As an important tool for loading, unloading, and distributing palletized goods, forklifts are widely used in different links of industrial production process. However, due to the rapid increase in the types and quantities of goods, item statistics have become a major bottleneck in production. Based on machine vision, the paper proposes a method to count the amount of goods loaded and unloaded within the working time limit to analyze the efficiency of the forklift. The proposed method includes the data preprocessing section and the object detection section. In the data preprocessing section, through operations such as framing and clustering the collected video data and using the improved image hash algorithm to remove similar images, a new dataset of forklift goods was built.
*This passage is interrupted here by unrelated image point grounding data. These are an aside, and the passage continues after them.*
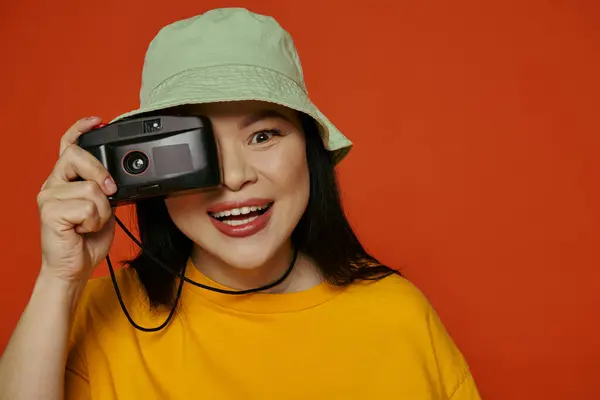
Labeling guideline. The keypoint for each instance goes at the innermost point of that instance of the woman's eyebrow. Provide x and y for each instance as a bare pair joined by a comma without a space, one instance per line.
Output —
260,115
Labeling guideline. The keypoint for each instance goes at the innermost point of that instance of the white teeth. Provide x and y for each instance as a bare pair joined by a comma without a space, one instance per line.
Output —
238,211
235,222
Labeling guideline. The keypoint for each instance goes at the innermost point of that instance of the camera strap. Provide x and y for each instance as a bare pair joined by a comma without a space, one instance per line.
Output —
182,279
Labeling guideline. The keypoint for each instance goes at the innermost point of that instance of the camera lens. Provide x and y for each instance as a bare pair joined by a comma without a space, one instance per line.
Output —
135,162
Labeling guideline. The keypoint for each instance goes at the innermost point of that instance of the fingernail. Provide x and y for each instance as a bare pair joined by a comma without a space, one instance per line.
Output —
110,185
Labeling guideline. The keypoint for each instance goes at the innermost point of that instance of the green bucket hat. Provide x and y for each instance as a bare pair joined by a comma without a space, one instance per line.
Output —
229,54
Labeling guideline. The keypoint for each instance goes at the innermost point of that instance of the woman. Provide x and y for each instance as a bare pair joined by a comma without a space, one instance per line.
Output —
340,325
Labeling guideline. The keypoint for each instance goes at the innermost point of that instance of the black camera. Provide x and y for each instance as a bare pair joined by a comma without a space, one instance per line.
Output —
156,156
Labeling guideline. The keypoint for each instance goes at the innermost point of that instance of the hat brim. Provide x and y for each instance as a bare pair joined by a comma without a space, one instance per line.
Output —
237,83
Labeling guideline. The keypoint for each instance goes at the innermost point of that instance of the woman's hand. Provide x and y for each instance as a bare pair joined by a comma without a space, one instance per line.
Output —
77,224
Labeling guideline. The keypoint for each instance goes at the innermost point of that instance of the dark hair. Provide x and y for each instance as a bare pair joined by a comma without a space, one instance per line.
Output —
323,233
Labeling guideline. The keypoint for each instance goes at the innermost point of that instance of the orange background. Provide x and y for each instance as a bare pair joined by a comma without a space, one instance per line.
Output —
475,168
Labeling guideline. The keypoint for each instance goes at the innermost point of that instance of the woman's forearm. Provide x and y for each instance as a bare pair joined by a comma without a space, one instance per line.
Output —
33,363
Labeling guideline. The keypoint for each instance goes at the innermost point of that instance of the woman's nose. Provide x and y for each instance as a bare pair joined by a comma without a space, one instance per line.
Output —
237,172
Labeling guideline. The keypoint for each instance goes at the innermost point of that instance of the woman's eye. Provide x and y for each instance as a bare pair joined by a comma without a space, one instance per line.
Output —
263,136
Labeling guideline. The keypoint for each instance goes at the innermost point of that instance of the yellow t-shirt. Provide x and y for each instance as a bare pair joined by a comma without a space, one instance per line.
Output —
372,340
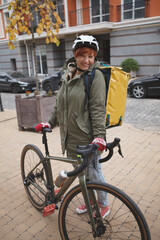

In the object detection section, the attention mechanism and the replacement network layer were used to improve the performance of YOLOv5. The experimented results showed that, compared with the original YOLOv5 model, the improved model is lighter in size and faster in detection speed without loss of detection precision, which could also meet the requirements for real-time statistics on the operation efficiency of forklifts.

Suggested Citation

  • Zhenyu Li & Ke Lu & Yanhui Zhang & Zongwei Li & Jia-Bao Liu & Clemente Cesarano, 2021. "Research on Energy Efficiency Management of Forklift Based on Improved YOLOv5 Algorithm," Journal of Mathematics, Hindawi, vol. 2021, pages 1-9, December.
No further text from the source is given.